The Decentralized Web Summit

Today's web is owned by spooks, crooks and moguls, so, what to do?

This meeting, the Decentralized Web Summit, was part of a 3-day event organized by Brewster Kahle, founder of the Internet Archive, and sponsored by the Internet Archive, the Ford Foundation, Google, Mozilla, and others. It was as much a revival meeting as a tech conference, a feeling enhanced by the rows of pews that made up the seating. There was a lot of fan-boying and fan-girling going on, as the tech leaders of tomorrow buzzed about how they might get this or that luminary to sign their laptops. (Had there been printed programs—there were not—I’m guessing the rush for autographs would have been intense.)

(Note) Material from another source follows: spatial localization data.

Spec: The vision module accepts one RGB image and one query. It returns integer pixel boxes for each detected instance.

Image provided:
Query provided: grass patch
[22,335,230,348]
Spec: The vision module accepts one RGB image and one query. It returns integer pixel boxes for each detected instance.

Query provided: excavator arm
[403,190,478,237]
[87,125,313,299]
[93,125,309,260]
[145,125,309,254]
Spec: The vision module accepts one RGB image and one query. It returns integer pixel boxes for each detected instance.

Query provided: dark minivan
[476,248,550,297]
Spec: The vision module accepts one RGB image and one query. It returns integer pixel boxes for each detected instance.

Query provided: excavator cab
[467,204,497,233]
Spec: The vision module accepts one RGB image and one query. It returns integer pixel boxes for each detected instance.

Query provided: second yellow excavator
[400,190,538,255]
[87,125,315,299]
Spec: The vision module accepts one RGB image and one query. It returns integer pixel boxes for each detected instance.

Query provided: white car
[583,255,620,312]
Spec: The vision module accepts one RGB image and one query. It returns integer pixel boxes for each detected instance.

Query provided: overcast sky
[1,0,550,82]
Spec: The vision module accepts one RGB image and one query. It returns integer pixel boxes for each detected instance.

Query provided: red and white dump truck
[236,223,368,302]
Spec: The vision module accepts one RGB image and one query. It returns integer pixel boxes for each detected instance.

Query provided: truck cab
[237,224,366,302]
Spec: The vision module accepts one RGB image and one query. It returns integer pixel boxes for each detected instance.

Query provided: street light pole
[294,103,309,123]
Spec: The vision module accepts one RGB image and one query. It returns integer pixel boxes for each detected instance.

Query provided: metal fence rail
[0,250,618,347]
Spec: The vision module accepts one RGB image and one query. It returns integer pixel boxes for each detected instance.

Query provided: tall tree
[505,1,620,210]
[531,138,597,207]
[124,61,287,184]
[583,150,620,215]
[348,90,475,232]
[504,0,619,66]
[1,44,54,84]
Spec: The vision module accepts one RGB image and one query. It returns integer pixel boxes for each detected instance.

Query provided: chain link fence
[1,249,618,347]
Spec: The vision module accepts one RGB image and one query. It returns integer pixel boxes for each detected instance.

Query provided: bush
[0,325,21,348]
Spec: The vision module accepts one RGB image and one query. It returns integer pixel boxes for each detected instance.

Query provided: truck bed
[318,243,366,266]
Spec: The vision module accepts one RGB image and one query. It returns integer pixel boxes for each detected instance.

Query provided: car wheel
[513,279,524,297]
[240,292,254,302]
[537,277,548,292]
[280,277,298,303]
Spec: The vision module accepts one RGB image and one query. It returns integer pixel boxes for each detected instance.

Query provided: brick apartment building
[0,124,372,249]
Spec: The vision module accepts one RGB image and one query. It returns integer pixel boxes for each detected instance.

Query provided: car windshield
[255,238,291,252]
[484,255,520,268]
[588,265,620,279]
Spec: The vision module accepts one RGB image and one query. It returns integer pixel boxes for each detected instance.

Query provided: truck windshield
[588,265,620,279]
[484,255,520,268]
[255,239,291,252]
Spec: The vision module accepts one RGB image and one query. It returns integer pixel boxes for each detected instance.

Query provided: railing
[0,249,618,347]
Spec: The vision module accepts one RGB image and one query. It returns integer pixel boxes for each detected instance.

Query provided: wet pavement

Today’s Web has a number of problems, the attendees agreed; the most obvious being the kind of surveillance uncovered by Edward Snowden’s revelations and the ability to block access, like China’s Great Firewall.
“That utopian leveling of society, the reinvention of systems of debate...what happened to that?”—Tim Berners-Lee, World Wide Consortium

Tim Berners-Lee, who founded the Web and is now director of the World Wide Web Consortium, pointed out how far it has strayed from the original dreams for the technology. “That utopian leveling of society, the reinvention of the systems of debate and government—what happened to that?” he asked. “We hoped everyone would be making their own web sites—turns out people are afraid to.”